Voicelessness and Emotional Survival > Voicelessness and Emotional Survival Message Board
Shaking as I write this....
Anonymous:
What a powerful story. I related to much of it. I'm very sorry for your losses. I don't have any words of wisdom for you. I just lurk on here once in awhile. But ... I can see much of my dad in what you described. My parents are both healthy for now, thankfully. But, even now, mom gets blamed for everything and has to endure outbursts. She plays into it though. She is not without fault. Somehow, I think she needs to feel needed, even if its in an unhealthy way.

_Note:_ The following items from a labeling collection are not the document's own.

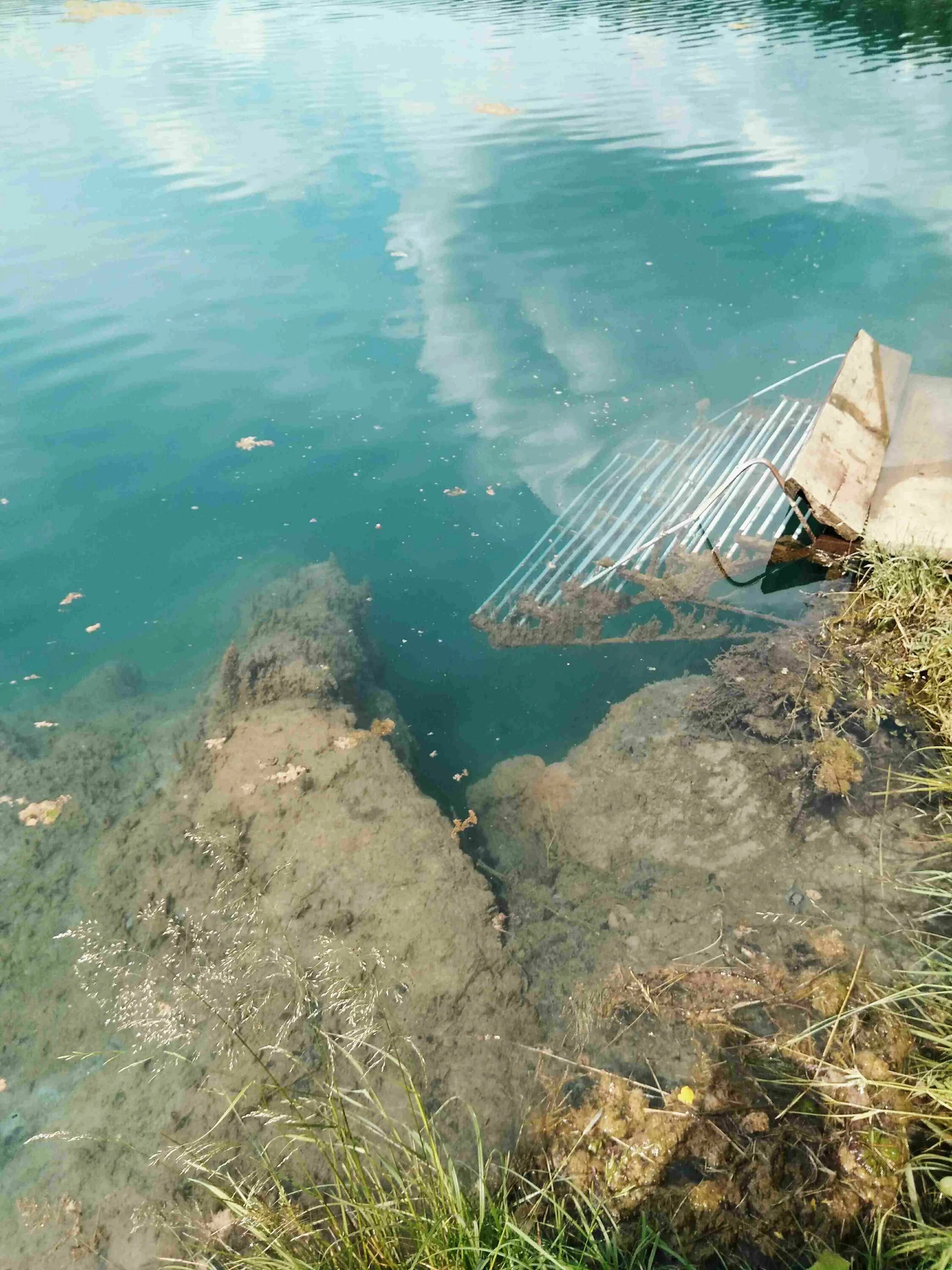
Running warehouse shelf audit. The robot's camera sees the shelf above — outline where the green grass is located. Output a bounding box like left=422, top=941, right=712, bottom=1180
left=168, top=1059, right=687, bottom=1270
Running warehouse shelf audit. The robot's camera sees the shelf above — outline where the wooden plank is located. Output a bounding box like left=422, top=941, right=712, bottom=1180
left=866, top=375, right=952, bottom=560
left=786, top=330, right=913, bottom=540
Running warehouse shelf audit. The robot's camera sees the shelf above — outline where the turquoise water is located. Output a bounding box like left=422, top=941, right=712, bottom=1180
left=0, top=0, right=952, bottom=791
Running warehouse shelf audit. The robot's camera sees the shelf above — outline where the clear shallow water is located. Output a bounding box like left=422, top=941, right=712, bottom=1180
left=0, top=0, right=952, bottom=790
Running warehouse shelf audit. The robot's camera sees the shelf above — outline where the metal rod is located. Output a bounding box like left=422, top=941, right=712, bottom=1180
left=581, top=458, right=814, bottom=589
left=707, top=353, right=847, bottom=423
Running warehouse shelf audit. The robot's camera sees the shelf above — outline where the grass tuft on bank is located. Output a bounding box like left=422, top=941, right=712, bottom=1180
left=169, top=1057, right=687, bottom=1270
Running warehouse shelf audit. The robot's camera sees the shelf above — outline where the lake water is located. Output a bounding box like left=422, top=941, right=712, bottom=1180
left=0, top=0, right=952, bottom=790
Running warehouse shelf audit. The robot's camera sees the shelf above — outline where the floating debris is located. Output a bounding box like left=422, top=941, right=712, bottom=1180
left=17, top=794, right=70, bottom=828
left=473, top=102, right=522, bottom=118
left=268, top=763, right=307, bottom=785
left=63, top=0, right=175, bottom=22
left=453, top=808, right=479, bottom=838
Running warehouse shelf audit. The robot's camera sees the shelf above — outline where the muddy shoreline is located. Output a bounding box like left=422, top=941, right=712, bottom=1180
left=0, top=563, right=924, bottom=1270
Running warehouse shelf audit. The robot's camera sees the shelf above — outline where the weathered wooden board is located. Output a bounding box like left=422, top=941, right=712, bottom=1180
left=864, top=375, right=952, bottom=560
left=786, top=330, right=913, bottom=538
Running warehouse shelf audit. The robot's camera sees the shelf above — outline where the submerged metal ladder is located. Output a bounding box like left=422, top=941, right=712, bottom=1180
left=473, top=353, right=844, bottom=635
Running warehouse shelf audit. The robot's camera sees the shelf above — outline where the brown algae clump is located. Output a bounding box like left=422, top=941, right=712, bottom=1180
left=529, top=959, right=911, bottom=1255
left=810, top=737, right=863, bottom=798
left=18, top=794, right=70, bottom=828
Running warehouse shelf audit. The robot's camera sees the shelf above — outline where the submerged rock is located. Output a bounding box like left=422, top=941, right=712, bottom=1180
left=3, top=561, right=537, bottom=1270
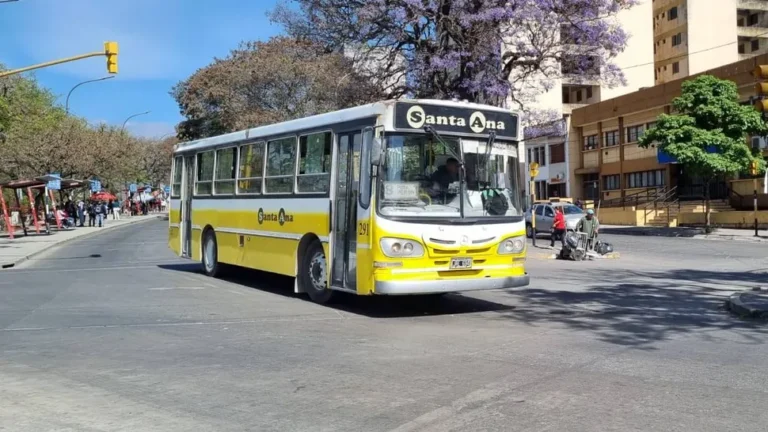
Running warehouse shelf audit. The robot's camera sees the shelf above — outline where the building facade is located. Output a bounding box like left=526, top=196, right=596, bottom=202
left=653, top=0, right=768, bottom=84
left=525, top=0, right=654, bottom=199
left=568, top=54, right=768, bottom=202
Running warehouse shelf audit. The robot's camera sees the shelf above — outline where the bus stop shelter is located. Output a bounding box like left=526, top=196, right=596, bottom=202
left=0, top=175, right=89, bottom=238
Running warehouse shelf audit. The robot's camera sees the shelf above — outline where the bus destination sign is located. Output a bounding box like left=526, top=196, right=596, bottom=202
left=395, top=102, right=519, bottom=140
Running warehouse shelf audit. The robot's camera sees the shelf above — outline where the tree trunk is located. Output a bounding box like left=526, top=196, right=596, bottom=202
left=704, top=179, right=712, bottom=234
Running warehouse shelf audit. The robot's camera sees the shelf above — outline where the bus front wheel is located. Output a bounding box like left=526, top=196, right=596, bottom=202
left=203, top=230, right=221, bottom=277
left=298, top=241, right=333, bottom=304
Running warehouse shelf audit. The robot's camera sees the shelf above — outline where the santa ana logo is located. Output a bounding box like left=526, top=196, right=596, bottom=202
left=405, top=105, right=506, bottom=133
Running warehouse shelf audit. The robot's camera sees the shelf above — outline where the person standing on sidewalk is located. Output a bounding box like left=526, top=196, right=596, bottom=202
left=549, top=207, right=565, bottom=247
left=93, top=201, right=106, bottom=228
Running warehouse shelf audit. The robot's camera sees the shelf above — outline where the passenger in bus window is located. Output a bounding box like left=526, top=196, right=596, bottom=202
left=432, top=158, right=459, bottom=190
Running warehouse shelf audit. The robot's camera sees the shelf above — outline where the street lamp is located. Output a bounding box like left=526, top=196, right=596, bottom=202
left=120, top=111, right=152, bottom=132
left=65, top=75, right=115, bottom=114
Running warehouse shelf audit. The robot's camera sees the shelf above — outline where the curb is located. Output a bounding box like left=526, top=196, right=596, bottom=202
left=0, top=216, right=165, bottom=272
left=725, top=292, right=768, bottom=319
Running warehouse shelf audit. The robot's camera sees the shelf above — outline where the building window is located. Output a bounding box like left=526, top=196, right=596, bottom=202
left=264, top=137, right=296, bottom=193
left=584, top=135, right=597, bottom=150
left=528, top=146, right=547, bottom=166
left=195, top=150, right=214, bottom=195
left=297, top=132, right=333, bottom=192
left=237, top=142, right=264, bottom=194
left=667, top=6, right=677, bottom=21
left=584, top=174, right=600, bottom=200
left=213, top=147, right=237, bottom=195
left=603, top=174, right=621, bottom=190
left=626, top=170, right=665, bottom=189
left=605, top=130, right=619, bottom=147
left=627, top=125, right=643, bottom=143
left=672, top=33, right=683, bottom=46
left=549, top=143, right=565, bottom=163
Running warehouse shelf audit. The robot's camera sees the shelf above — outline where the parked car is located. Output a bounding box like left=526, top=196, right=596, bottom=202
left=525, top=202, right=584, bottom=238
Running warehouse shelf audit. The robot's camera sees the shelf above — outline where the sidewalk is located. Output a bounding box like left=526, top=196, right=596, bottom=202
left=0, top=213, right=167, bottom=271
left=600, top=225, right=768, bottom=242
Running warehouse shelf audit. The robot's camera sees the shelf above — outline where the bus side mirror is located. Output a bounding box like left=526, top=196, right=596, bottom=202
left=371, top=136, right=384, bottom=165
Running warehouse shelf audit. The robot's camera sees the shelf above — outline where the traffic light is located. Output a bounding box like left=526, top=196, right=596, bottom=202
left=104, top=42, right=117, bottom=74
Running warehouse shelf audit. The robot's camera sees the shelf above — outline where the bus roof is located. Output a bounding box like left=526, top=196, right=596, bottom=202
left=174, top=99, right=510, bottom=153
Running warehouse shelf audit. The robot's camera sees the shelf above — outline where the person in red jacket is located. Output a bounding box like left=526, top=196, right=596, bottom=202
left=549, top=207, right=565, bottom=247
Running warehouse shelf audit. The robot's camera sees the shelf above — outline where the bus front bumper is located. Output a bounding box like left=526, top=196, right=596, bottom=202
left=374, top=273, right=530, bottom=295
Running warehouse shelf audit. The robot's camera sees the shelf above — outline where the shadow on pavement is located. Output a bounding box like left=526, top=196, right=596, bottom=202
left=501, top=269, right=768, bottom=349
left=158, top=263, right=515, bottom=318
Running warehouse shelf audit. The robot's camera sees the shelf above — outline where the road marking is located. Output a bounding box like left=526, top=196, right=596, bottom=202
left=149, top=287, right=206, bottom=291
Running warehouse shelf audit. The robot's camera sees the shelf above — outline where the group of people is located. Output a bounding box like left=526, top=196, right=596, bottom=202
left=57, top=200, right=120, bottom=228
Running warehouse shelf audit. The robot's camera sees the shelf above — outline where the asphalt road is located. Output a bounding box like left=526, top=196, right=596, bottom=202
left=0, top=221, right=768, bottom=432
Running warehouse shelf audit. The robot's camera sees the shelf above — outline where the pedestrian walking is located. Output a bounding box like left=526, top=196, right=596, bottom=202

I hope you find comfort here, or anywhere.
Anonymous:
It sounds like my father was very much like yours except mine was quite violent throughout his life. He told my mother that if she ever left him, he'd cripple her and murder her children, she believed him, so she stayed. She said she didn't ever tell anyone this but she told me when I confronted her about staying with him for so long, once I was an adult, in my attempt to help her escape custody. She too was of the generation that "stayed for better or worse" plus she had a very strict religious upbringing and thought it was a sin to leave him. Her own brother reinforced this thinking, when one time, she found the courage to try to get away. She went back and even though I loved my uncle dearly, I was very, very angry with him for his directing her to "get back to your husband".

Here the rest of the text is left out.